If one could include royal personages in the rather gay than worthy category of the 'wits and beaux of society,' Charles II. should figure at their head. He was the most agreeable companion, and the worst king imaginable. In the first place he was, as it were, a citizen of the world: tossed about by fortune from his early boyhood; a witness at the tender age of twelve of the battle of Edge Hill, where the celebrated Harvey had charge of him and of his brother. That inauspicious commencement of a wandering life had perhaps been amongst the least of his early trials. The fiercest was his long residence as a sort of royal prisoner in Scotland. A travelled, humbled man, he came back to England with a full knowledge of men and manners, in the prime of his life, with spirits unbroken by adversity, with a heart unsoured by that 'stern nurse,' with a gaiety that was always kindly, never uncourteous, ever more French than English; far more natural did he appear as the son of Henrietta Maria than as the offspring of the thoughtful Charles.

In person, too, the king was then agreeable, though rather what the French would call distingué than dignified; he was, however, tall, and somewhat elegant, with a long French face, which in his boyhood was plump and full about the lower part of the cheeks, but now began to sink into that well-known, lean, dark, flexible countenance, in which we do not, however, recognize the gaiety of the man whose very name brings with it associations of gaiety, politeness, good company, and all the attributes of a first-rate wit, except the almost inevitable ill-nature. There is in the physiognomy of Charles II. that melancholy which is often observable in the faces of those who are mere men of pleasure.

De Grammont found himself completely in his own sphere at Whitehall, where the habits were far more French than English. Along that stately Mall, overshadowed with umbrageous trees, which retains—and it is to be hoped ever will retain—the old name of the 'Birdcage Walk,' one can picture to oneself the king walking so fast that no one can keep up with him; yet stopping from time to time to chat with some acquaintances. He is walking to Duck Island, which is full of his favourite water-fowl, and of which he has given St. Evremond the government. How pleasant is his talk to those who attend him as he walks along; how well the quality of good-nature is shown in his love of dumb animals: how completely he is a boy still, even in that brown wig of many curls, and with the George and Garter on his breast! Boy, indeed, for he is followed by a litter of young spaniels: a little brindled greyhound frisks beside him; it is for that he is ridiculed by the 'psalm' sung at the Calves' Head Club: these favourites were cherished to his death.
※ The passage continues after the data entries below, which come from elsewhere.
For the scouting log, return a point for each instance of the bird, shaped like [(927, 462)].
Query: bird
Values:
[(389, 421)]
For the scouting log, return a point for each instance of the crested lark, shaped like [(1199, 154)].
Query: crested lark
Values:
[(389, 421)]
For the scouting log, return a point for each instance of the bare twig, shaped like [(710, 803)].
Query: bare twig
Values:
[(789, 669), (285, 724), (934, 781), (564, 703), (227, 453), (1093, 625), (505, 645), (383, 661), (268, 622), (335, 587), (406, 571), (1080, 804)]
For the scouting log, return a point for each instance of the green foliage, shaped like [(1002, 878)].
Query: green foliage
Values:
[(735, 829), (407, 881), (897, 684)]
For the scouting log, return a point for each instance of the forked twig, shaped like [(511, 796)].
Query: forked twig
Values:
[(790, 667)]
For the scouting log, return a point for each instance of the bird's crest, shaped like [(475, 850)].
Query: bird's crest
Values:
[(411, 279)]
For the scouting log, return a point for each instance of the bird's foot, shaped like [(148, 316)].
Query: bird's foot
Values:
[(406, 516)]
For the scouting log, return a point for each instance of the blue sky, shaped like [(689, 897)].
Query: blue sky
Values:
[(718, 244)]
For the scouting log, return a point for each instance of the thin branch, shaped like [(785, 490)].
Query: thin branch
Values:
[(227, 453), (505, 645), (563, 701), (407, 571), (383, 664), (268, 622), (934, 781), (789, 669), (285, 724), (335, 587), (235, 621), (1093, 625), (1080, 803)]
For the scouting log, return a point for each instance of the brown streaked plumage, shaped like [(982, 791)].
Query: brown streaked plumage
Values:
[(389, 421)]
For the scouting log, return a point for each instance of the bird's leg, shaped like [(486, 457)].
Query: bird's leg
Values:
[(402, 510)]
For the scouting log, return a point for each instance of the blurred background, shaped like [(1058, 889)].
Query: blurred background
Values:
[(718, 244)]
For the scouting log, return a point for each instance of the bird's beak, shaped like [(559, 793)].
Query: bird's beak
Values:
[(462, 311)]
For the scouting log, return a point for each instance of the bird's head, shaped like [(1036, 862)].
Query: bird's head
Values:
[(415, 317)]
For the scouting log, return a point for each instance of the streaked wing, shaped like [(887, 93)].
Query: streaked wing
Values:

'His dogs would sit in council boards

Like judges in their seats:

We question much which had most sense,

The master or the curs.'

Then what capital stories Charles would tell, as he unbent at night amid the faithful, though profligate, companions of his exile! He told his anecdotes, it is true, over and over again, yet they were always embellished with some fresh touch—like the repetition of a song which has been encored on the stage. Whether from his inimitable art, or from his royalty, we leave others to guess, but his stories bore repetition again and again: they were amusing, and even novel to the very last.

To this seducing court did De Grammont now come. It was a delightful exchange from the endless ceremonies and punctilios of the region over which Louis XIV. presided. Wherever Charles was, his palace appeared to resemble a large hospitable house—sometimes town, sometimes country—in which every one did as he liked; and where distinctions of rank were kept up as a matter of convenience, but were only valued on that score.